En lo que respecta a la actividad económica aseguró que el crecimiento argentino «perdió algo» del fuerte impulso registrado tras la expansión del año pasado, pero «sigue siendo robusto».

La entidad que preside Rodrigo de Rato también se metió con cuestiones muy actuales en materia de política económica. Aunque no se refirió puntualmente al caso Suez (el trabajo se terminó de armar mucho antes de que los franceses anunciaran su salida del país), el Fondo sostuvo que la Argentina «necesita alentar la inversión privada en servicios».

Estos argumentos se encuentran en línea con el histórico reclamo de que el gobierno debe renegociar los contratos con las empresas de servicios públicos. Aunque esta vez no lo menciona directamente, está claro que el FMI alienta un aumento en las tarifas de las privatizadas para asegurar la provisión del servicio y nuevas inversiones.

• Prudencia

También menciona como necesario para asegurar « crecimiento sólido» la adopción de políticas «prudentes» en lo fiscal, y reformas estructurales, como la eliminación gradual de impuestos distorsivos, un ajuste del mercado de las relaciones intergubernamentales ( coparticipación federal).

Uno de los puntos más duros mencionados por el Fondo pasa por los pocos esfuerzos que se están realizando para contener la inflación.
«El gobierno argentino -en sintonía con el Banco Central- apunta a impulsar la economía a partir de tasas de interés ubicadas por debajo del nivel de inflación anual.»

• Negativa

El equipo económico se niega a convalidar tasas elevadas e incluso en la licitación de ayer de BODEN 2015 prefirió no colocar nuevos títulos para no pagar el nivel de rendimientos que demandaron los inversores. «La Argentina precisa endurecer aun más su política monetaria para dispersar un repunte de la inflación», aseguró en el informe.

El ministro de Economía,
Roberto Lavagna, considera que un aumento de las tasas de interés provocará un enfriamiento de la economía y servirá poco para apaciguar la inflación. Además, el temor es que la suba de rendimientos termine atrayendo capital de corto plazo, generando una fuerte presión bajista sobre el tipo de cambio.

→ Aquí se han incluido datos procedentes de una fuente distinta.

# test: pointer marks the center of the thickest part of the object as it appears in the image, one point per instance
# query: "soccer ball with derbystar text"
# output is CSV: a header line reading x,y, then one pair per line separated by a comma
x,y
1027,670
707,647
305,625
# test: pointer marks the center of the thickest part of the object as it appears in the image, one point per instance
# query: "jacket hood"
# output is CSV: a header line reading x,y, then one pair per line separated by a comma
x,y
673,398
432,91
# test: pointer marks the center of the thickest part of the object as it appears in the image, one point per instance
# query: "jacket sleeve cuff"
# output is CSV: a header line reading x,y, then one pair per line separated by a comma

El aumento de tasas para controlar la inflación, el ajuste de tarifas y la necesidad de arreglar con los bonistas que no aceptaron ingresar al canje (23,85% del total) son algunos de los puntos clave que el FMI reclama al gobierno para avanzar con un nuevo acuerdo. Consultado sobre las marchas de las negociaciones, el economista jefe del organismo,
Raghuram Rajan, consideró «prematuro» estimar una fecha de finalización para estas conversaciones. Durante una conferencia de prensa brindada ayer explicó que «como ustedes saben, hasta ahora no hay acuerdo, estamos discutiendo ya que los argentinos expresaron interés en un programa apoyado por el Fondo, pero es prematuro especular cuándo se producirá».